# Need recipe for Making Melt and Pour soap



## julie1917 (Jan 6, 2008)

I trying to find a recipe for making Melt and Pour soap base. I want to make my own base instead of buying base. Any one have a recipe and instructions for doing this?


----------



## kidsngarden (Mar 24, 2006)

I don't but I am curious as to why one would want to...

It seems like it would take just as much effort and time to make it as it would to make CP or HP so why not just do that?

Bethany


----------



## MullersLaneFarm (Jul 23, 2004)

http://www.millersoap.com/glycerinsoap.html

http://crafty.dyskolus.com/cosmetics/clear1__cosmetics.html

http://www.bearchele.com/soap/Tutorial.html


----------



## julie1917 (Jan 6, 2008)

With melt and pour, I can use alot of different molds and create soaps with multiple colored soaps.


----------



## kidsngarden (Mar 24, 2006)

OK. I can do that with CP too though, not HP.

Those were some cool recipes. Someday I might try to make a clear soap for inbeds.

Bethany


----------



## julie1917 (Jan 6, 2008)

With melt and pour, it can be used the minute it is set. Doesn't CP soap have to cure? Can I use my small plastic molds with CP soap? Like the 1oz sizes?


----------



## MullersLaneFarm (Jul 23, 2004)

CP soaps are safe to use once the saponification is complete. However they are better the longer they 'cure' because of the evaporation of the excess liquid used in the lye solution.

8 weeks used to be the standard 'cure' time, but if you are using a discounted lye solution, you can also discount the amount of cure time.


----------



## kidsngarden (Mar 24, 2006)

Yes, CP does have to cure 3-6 weeks minimum depending on the amount of liquid used. you can use any size molds, but the trick is to pour at a very thin trace or it won't catch the details. I also let it set for a couple of days in the mold and then put it in the freezer for 20 minutes or so for and easier release.

You can see the only molded soap I sell (I have done others just for fun for family gifts) here:
http://www.capellasgarden.com/product_info.php?cPath=19&products_id=66
It is the OMH bears at the bottom of the page. They are huge and done in silicone molds.

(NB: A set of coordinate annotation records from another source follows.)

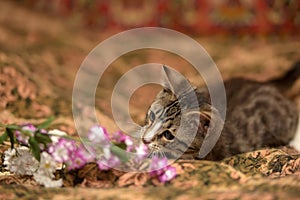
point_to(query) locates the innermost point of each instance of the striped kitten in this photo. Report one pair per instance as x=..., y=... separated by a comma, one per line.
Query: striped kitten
x=258, y=116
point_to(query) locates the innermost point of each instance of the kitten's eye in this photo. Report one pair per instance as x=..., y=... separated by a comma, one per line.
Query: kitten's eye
x=151, y=116
x=168, y=135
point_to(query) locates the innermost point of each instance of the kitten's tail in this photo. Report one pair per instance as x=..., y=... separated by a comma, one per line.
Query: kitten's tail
x=288, y=79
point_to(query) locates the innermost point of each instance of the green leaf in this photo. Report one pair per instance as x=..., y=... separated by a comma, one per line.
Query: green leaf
x=11, y=136
x=46, y=123
x=3, y=137
x=122, y=154
x=35, y=147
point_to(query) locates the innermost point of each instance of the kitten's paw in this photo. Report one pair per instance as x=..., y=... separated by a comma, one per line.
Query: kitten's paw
x=296, y=140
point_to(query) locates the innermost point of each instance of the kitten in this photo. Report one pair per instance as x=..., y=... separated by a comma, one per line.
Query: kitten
x=258, y=116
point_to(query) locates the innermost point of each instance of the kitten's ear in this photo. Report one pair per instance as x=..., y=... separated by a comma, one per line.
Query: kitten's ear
x=174, y=82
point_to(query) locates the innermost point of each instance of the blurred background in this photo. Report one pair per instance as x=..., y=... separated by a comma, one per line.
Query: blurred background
x=193, y=17
x=43, y=43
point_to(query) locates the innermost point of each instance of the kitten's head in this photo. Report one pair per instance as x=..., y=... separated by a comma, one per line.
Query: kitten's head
x=177, y=121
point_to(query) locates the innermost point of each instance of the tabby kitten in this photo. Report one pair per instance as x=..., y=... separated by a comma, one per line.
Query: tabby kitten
x=258, y=116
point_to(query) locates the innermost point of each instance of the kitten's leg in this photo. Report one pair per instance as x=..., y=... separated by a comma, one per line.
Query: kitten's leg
x=295, y=142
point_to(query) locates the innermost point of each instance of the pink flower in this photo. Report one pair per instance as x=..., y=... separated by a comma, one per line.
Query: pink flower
x=157, y=164
x=167, y=174
x=98, y=134
x=107, y=160
x=24, y=137
x=61, y=150
x=78, y=158
x=160, y=169
x=142, y=151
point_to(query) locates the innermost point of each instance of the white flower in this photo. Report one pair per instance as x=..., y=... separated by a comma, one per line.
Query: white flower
x=47, y=181
x=20, y=161
x=44, y=174
x=57, y=134
x=47, y=165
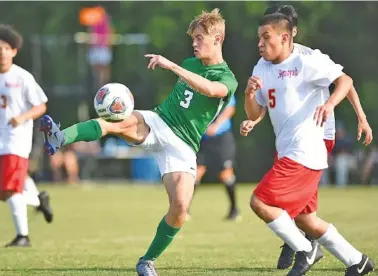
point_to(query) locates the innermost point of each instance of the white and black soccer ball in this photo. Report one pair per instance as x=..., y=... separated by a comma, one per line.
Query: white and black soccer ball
x=114, y=102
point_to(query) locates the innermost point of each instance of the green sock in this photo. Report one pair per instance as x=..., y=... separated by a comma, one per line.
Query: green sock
x=84, y=131
x=164, y=236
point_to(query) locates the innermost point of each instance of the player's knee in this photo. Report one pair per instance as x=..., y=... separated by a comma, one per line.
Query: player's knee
x=179, y=210
x=307, y=222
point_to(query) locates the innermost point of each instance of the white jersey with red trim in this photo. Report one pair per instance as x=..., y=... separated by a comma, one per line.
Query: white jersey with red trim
x=292, y=90
x=329, y=125
x=19, y=92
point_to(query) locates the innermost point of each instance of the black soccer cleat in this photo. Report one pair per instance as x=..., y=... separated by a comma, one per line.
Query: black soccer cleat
x=286, y=257
x=363, y=268
x=44, y=206
x=233, y=215
x=19, y=241
x=305, y=260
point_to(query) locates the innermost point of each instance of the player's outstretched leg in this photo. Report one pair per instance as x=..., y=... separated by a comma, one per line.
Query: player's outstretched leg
x=328, y=236
x=179, y=186
x=133, y=130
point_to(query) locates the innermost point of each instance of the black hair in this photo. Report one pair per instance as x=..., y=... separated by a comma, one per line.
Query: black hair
x=287, y=10
x=277, y=19
x=10, y=36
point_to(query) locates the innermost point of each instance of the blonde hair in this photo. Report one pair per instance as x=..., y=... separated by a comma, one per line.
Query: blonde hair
x=211, y=22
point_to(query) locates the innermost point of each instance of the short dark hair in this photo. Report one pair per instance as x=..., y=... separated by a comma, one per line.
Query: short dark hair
x=10, y=36
x=277, y=19
x=287, y=10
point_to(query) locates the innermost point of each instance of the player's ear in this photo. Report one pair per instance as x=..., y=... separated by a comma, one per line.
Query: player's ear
x=217, y=39
x=295, y=31
x=285, y=38
x=14, y=52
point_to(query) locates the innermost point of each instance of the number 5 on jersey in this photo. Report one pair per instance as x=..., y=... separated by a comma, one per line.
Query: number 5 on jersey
x=272, y=97
x=3, y=101
x=188, y=97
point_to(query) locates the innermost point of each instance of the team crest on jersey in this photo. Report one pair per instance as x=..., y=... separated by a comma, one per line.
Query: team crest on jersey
x=288, y=73
x=101, y=94
x=117, y=106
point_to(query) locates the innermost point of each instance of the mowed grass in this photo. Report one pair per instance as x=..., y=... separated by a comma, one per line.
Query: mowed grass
x=103, y=230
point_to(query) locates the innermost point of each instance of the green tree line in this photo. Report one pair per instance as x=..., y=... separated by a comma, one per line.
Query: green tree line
x=346, y=31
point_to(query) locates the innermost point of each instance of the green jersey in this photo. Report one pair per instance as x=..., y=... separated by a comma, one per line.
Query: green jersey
x=187, y=112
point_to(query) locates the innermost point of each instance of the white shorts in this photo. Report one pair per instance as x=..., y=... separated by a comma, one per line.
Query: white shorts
x=171, y=153
x=99, y=55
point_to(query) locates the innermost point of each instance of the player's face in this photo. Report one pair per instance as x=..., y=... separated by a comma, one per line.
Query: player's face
x=6, y=55
x=203, y=44
x=271, y=42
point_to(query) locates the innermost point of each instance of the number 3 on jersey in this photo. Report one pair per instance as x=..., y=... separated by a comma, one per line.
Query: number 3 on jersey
x=272, y=98
x=188, y=97
x=3, y=101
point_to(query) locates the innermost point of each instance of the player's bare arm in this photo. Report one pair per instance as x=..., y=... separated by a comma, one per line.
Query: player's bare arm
x=342, y=86
x=252, y=108
x=32, y=114
x=363, y=125
x=202, y=85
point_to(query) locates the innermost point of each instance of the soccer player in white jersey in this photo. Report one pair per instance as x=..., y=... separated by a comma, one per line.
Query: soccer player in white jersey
x=21, y=101
x=286, y=257
x=291, y=86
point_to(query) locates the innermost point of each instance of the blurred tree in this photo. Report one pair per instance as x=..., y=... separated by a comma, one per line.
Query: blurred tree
x=343, y=30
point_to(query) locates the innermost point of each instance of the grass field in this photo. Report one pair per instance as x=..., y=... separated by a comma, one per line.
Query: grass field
x=102, y=230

Yes, CP requires a little more patience than M&P so I guess it is up to your preference. But I think making melt and pour seems like a lot of time too.

Bethany


----------



## julie1917 (Jan 6, 2008)

Hi Bethany, I checked out your website. The bears are cute. Your describtion says they weigh 7 POUNDS. WOW!!! How is a kid supose to lift that to wash with??


----------



## kidsngarden (Mar 24, 2006)

OOPS! No one else has caught that and told me! Going to go change it to 7 OZ.

Bethany


----------